Building’s owner not liable for bird deaths, court rules
|Report an Error|
Share via Email
The owner of a North Toronto office complex once deemed “lethal” for migrating birds will not be held liable, Ontario Court Justice Melvyn Green ruled Monday morning.
Green agreed that several hundreds of migrating birds have been killed or injured after crashing into the mirror-like windows at Cadillac Fairview’s Yonge Corporate Centre.
However, he ruled that the company did exercise “due diligence” in tackling the “untimely deaths” of birds crashing into their windows.
Despite the decision, Ecojustice lawyer Albert Koehl says the ruling in the landmark case heard last April sets the precedent they have been hoping for, opening the door for the prosecution of other companies who are not addressing the safety of migratory birds.
Under the provincial Environmental Protection Act, Cadillac Fairview was deemed responsible for “discharging a contaminant” in the form of light radiation from the reflective windows.

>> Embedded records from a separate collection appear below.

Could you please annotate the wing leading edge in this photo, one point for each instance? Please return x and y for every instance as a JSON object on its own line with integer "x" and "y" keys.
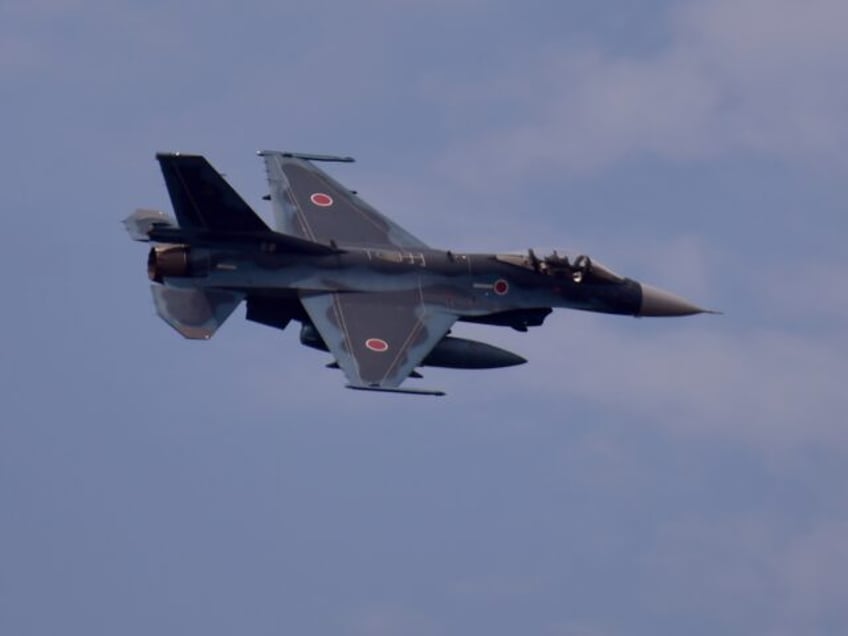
{"x": 308, "y": 203}
{"x": 378, "y": 338}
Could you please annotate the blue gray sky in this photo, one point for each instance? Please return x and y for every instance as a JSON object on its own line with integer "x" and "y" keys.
{"x": 638, "y": 477}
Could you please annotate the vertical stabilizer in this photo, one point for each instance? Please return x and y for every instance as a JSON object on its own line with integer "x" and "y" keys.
{"x": 202, "y": 199}
{"x": 195, "y": 313}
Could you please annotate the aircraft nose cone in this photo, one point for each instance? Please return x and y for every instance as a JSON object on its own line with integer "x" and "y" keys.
{"x": 657, "y": 302}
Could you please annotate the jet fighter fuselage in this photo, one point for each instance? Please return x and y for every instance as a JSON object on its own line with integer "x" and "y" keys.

The birds are lured to their deaths by the illusion of a clear flight path created by the reflection of the sky and trees.
Cadillac Fairview was charged under the Environmental Protection Act and the Ontario Society for the Prevention of Cruelty to Animals Act.

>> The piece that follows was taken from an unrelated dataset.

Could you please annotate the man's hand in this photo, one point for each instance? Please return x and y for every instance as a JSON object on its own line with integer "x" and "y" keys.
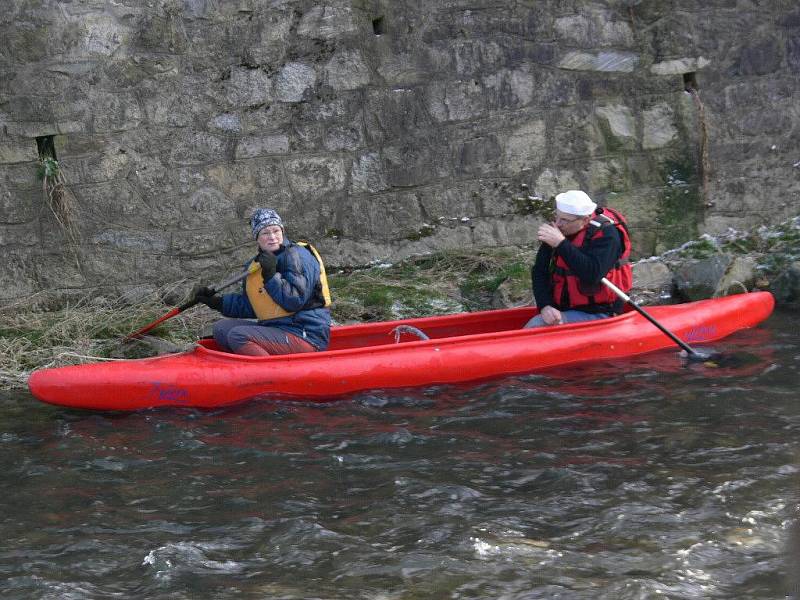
{"x": 550, "y": 315}
{"x": 207, "y": 296}
{"x": 550, "y": 235}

It also faced a charge under the federal Species at Risk Act related to the death of several Canada warblers and one olive-sided flycatcher, both threatened species under the act.
Only the EPA and the SARA charges were deemed valid by Green.
The company was acquitted of all charges – avoiding potentially hefty fines – because it met the requirement for due diligence.
Since the case launched, Cadillac Fairview has taken measures to make the Yonge Corporate Centre safer for the birds attracted by the wooded ravine and golf course nearby.
An innovative window film applied to part of the office complex last year has saved hundreds of birds, according to the Fatal Light Awareness Program, a Toronto non-profit organization.
A similar retrofit has been applied at a building involved in a previous lawsuit by Ecojustice against Consilium Place in Scarborough.
That lawsuit ended in defeat for Ecojustice when the court ruled that while the building had caused fatal avian collisions, the owners of the building were not actively trying to harm the birds.
Ecojustice is appealing that decision.
The City of Toronto requires all buildings constructed after 2010 to include measures to reduce bird strikes.